Liquid marbles (LMs) are droplets with volume of typically microliters coated with hydrophobic powder. Liquid core/shell beads are droplets of the same size protected by a solid shell. Liquid marbles are formed by self-assembly of hydrophobic microparticles on the liquid/air interface. Liquid core/shell beads are formed by double emulsion in air or liquid through unique and customised microfluidic systems. The versatility, ease of use and low cost make LMs an attractive platform for digital microfluidics.
The talk will first report our recent discoveries in the physics of liquid marbles (LMs) that allow them to serve as miniature labs. First, a novel LM manipulation technique using dielectrophoresis (DEP) will be reported. The manipulation technique based on DEP suits any material as it only requires a permittivity mismatch between the LM and its surrounding, which exists in almost all practical cases. The DEP setup consists of a small electrode connected to a high direct-current voltage, positioned above the LM to be manipulated. Energising the electrode generates a strong and non-uniform electric field which results in DEP of the LM. LMs with volume up to 25 μL can be lifted, transported and released with this technique. Coalescence is achieved by dropping a lifted LM on another sessile one. Using this manipulation technique, the coalescence of two LMs was demonstrated via vertical collision. With the DEP technique, the distance between LMs and the horizontal offset can be precisely controlled as the optimisation parameters of the coalescence process. A scaling law and an operation map to predict the success rate of coalescence, which allows LMs to serve as practical micro bioreactors or micromixers.
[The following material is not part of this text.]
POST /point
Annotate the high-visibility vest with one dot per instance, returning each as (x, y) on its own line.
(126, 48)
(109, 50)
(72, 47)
Next, the robustness of LMs was investigated in terms of evaporation and structural deformation. We demonstrated that a LM cluster can survive thermal cycling conditions up to 95°C in a humidity-controlled environment. Survival at elevated temperature makes a LM feasible for its use in polymerase chain reaction (PCR). The use of LMs for PCR was demonstrated with water quality monitoring application on sourcing of microbial contamination.
Finally, the talk will introduce our latest results on core/shell beads. The beads are formed by double emulsion formed in air or liquid using our customised microfluidic devices. The shell is formed by a UV curable polymer and prevents the liquid core to evaporate. In contrast to liquid marble, liquid core/shell beads have a longer shelf life and more suitable for PCR applications. The same manipulation technology developed for liquid marbles can be used for core/shell beads.
The proof-of-concept and basic manipulation techniques reported here indicate a promising future for a new direction in microfluidics research: liquid-bead-based microfluidics. This new technology would allow for minimizing the use of plastic consumables in biological or chemical labs, making our future more sustainable without plastic waste.